The plum trees were suddenly all around them. The white blossoms had opened; bees moved from branch to branch, pollen-dusted. It was spring.
“Yourself?” said Pazel. “Come on, Mother. You thought of yourself even less.”
She looked at him sharply.
“I always knew you had something on your mind,” Pazel went on, “but I never for a minute thought it was anything selfish. Neither did Neda. We could tell, you know. You had awful tasks, awful secrets you didn’t want to burden us with. But you should have told us. We were jealous of those secrets. That’s why Neda was angry all those years. Because she missed you so badly, wanted you back.”
They were leaving the orchard for the ragged woods beyond, looking up at the Highlands, the land he had always thought she came from. He knew better now. His mother had come from the South; he himself was but half Ormali; he had cousins in Istolym-tol-chenni cousins, if any were still alive. She hadn’t told him in words, exactly; she had simply decided it was time he knew.
“I could have handled the truth,” he said.
“Yes,” she said, “you could have. You always had idrolos, that special courage that let you look at things squarely. Neda had far less of it, and so did I. Don’t you understand, Pazel? I couldn’t tell you the truth without facing it myself. And the truth was that I’d failed everyone-Doldur, Ramachni, my murdered friends. I’d failed Bali Adro, failed Alifros itself.”
“The fight wasn’t over, Mother. Arunis still didn’t have the Nilstone.”

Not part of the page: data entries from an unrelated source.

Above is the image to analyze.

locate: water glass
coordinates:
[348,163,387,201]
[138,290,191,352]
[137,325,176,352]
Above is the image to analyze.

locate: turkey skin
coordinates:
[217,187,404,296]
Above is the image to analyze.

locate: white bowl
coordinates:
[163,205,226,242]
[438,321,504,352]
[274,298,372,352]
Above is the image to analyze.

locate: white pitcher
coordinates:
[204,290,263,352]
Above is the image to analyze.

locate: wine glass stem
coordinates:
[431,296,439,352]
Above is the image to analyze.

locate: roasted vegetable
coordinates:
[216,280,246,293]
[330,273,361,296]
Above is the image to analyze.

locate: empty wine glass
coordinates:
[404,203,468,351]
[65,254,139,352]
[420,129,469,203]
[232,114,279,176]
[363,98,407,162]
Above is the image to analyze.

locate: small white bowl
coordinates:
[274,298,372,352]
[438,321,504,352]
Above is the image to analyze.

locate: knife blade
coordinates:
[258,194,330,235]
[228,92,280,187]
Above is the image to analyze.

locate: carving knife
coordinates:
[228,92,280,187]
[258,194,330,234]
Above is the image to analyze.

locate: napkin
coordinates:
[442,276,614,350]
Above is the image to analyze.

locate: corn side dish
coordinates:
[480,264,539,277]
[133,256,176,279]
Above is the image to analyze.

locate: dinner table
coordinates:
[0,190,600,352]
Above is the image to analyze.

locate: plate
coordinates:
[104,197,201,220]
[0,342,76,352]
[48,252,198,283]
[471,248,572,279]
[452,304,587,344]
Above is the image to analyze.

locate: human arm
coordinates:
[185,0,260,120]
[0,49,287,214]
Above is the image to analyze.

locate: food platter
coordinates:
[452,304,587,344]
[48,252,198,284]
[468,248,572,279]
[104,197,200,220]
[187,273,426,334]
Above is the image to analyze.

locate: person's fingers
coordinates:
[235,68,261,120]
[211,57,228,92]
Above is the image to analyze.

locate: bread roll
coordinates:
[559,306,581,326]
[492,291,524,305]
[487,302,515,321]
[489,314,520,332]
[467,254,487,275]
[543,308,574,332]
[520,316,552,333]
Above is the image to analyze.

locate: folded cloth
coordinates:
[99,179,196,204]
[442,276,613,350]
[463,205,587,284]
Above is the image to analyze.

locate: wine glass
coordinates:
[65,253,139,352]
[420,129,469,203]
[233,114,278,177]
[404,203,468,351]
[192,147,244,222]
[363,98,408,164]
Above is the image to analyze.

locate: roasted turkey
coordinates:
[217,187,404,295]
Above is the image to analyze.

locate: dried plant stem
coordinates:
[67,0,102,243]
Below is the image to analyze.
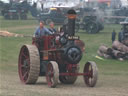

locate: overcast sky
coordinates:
[0,0,9,3]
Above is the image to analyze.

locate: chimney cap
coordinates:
[67,9,76,15]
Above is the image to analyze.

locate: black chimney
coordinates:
[67,9,76,36]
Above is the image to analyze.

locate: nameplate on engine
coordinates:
[68,36,79,40]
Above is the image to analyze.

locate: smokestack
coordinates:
[67,9,76,36]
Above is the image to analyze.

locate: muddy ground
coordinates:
[0,72,128,96]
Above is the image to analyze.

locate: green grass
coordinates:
[0,18,128,75]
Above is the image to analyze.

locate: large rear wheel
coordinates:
[85,21,99,34]
[59,65,79,84]
[83,61,98,87]
[18,45,40,84]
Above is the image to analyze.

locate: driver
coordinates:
[34,21,53,38]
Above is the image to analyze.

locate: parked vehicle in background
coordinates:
[38,8,67,24]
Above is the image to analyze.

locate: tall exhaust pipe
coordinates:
[67,9,76,36]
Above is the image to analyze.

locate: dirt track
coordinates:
[0,72,128,96]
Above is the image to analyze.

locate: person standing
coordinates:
[49,22,57,34]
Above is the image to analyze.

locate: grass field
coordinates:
[0,17,128,96]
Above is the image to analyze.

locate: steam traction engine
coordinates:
[18,10,98,87]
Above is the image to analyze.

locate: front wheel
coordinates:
[83,61,98,87]
[46,61,59,88]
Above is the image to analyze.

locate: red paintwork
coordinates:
[32,35,91,77]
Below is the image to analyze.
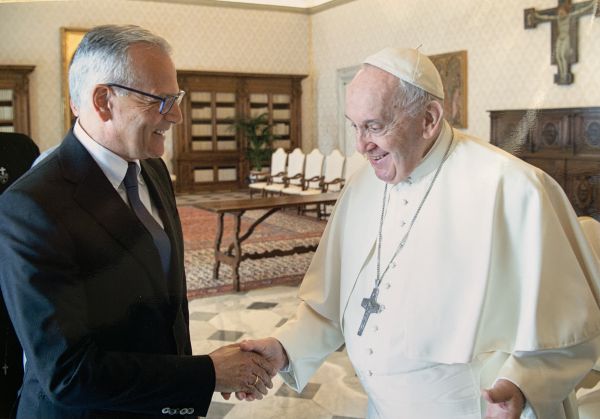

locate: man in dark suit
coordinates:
[0,132,40,418]
[0,26,274,419]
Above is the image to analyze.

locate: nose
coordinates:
[356,129,369,153]
[165,103,183,125]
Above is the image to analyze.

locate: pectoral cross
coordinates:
[358,287,383,336]
[524,0,600,84]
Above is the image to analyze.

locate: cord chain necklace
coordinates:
[358,131,454,336]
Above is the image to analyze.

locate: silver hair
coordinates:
[69,25,171,109]
[394,79,443,118]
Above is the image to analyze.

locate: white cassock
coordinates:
[275,123,600,419]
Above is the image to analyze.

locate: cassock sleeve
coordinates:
[498,337,600,419]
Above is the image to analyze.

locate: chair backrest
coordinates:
[344,151,367,183]
[271,147,287,183]
[323,150,346,192]
[286,148,306,185]
[577,216,600,261]
[304,148,324,188]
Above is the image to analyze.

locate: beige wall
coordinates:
[0,0,312,161]
[311,0,600,151]
[0,0,600,161]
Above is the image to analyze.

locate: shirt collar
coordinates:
[398,120,452,185]
[73,119,141,189]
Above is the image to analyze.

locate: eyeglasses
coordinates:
[106,83,185,115]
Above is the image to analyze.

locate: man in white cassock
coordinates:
[232,48,600,419]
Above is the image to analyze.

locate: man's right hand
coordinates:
[208,344,277,399]
[221,338,289,401]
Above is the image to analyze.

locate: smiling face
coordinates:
[104,44,182,160]
[346,66,432,184]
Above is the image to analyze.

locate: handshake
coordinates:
[208,338,288,401]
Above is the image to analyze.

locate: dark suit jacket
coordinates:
[0,133,215,419]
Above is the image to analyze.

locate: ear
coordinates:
[423,100,444,140]
[92,85,112,122]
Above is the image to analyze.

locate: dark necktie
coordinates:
[123,163,171,276]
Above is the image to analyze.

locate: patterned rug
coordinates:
[178,205,326,299]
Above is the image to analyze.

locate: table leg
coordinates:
[232,211,245,291]
[213,213,225,281]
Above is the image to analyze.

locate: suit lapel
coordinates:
[59,132,167,295]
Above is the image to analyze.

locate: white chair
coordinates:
[250,147,287,198]
[298,150,346,219]
[264,148,305,195]
[344,151,367,183]
[281,148,323,195]
[577,216,600,419]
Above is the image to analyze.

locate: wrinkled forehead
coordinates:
[346,65,399,110]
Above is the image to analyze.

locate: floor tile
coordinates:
[246,301,277,310]
[275,383,321,400]
[206,402,233,419]
[190,312,217,322]
[209,330,244,342]
[189,286,367,419]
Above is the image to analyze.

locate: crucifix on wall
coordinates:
[525,0,600,84]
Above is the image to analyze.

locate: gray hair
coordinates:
[69,25,171,109]
[394,79,443,118]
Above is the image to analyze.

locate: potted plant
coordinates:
[232,113,275,174]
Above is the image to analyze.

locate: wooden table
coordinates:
[195,193,339,291]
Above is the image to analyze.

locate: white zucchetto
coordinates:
[364,47,444,99]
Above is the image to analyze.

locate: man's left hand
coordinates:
[481,379,525,419]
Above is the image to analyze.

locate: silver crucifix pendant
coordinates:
[358,287,383,336]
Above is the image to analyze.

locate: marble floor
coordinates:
[190,286,367,419]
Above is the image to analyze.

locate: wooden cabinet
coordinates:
[173,71,305,192]
[0,65,35,135]
[490,107,600,220]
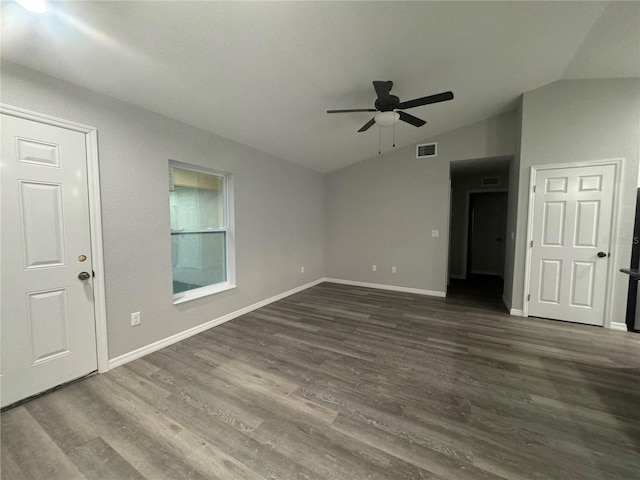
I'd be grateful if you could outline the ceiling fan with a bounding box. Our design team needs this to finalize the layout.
[327,80,453,132]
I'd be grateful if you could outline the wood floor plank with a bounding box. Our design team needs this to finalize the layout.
[67,437,145,480]
[0,283,640,480]
[2,407,86,480]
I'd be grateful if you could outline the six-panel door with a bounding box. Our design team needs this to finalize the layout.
[529,165,615,325]
[0,114,97,406]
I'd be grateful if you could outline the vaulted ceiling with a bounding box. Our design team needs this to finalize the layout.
[1,1,640,172]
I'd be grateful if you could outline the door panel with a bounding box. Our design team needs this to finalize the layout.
[0,114,97,406]
[528,165,615,325]
[18,180,65,269]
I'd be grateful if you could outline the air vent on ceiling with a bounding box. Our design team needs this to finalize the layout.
[416,143,438,158]
[480,177,500,187]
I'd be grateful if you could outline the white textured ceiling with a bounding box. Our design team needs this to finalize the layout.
[1,1,640,171]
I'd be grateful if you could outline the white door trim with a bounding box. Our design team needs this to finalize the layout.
[0,103,109,373]
[522,158,624,328]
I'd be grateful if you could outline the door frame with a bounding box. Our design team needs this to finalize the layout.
[0,103,109,373]
[522,158,624,328]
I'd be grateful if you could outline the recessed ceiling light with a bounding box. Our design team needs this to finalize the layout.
[16,0,47,13]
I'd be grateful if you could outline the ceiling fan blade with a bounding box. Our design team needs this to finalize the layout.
[358,118,376,132]
[373,80,393,99]
[398,112,427,127]
[327,108,377,113]
[396,92,453,110]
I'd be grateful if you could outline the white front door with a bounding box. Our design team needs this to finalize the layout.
[528,165,616,325]
[0,114,97,407]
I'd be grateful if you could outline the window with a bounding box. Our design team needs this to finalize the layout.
[169,161,235,303]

“It was over for me. I gave it up the day I married Gregory. My friends from the expedition had all been found and slain, by Arunis or the men he hired for the job. One was poisoned at a meal I was late for. I’d have died that evening if I hadn’t gotten lost in the back streets of Ormael. Another was killed in Eberzam Isiq’s garden. He traveled all the way from the Mzithrin to the heart of Arqual, a miracle, and only managed to croak a few words of warning to Isiq’s daughter. She’s the one, isn’t she? The one your rat-friend believes you care for.”
Pazel looked down, suddenly shy. “Why did he mention that?” he asked.
“I wonder if he knew why himself,” said his mother. “The rat is not a mage, by any chance?”
“No,” said Pazel, worried now. His mother looked so grave. “You’re upset because she’s Admiral Isiq’s daughter, aren’t you?”
Suthinia shook her head. “That sort of thing doesn’t matter now. Pazel, does she love you too?”
“Yes. I mean, Rin’s eyes, I think so. She’s… alluded to it. Mother, why do you look so blary morbid?”
“I wish you happiness,” said Suthinia. “You know I always have.”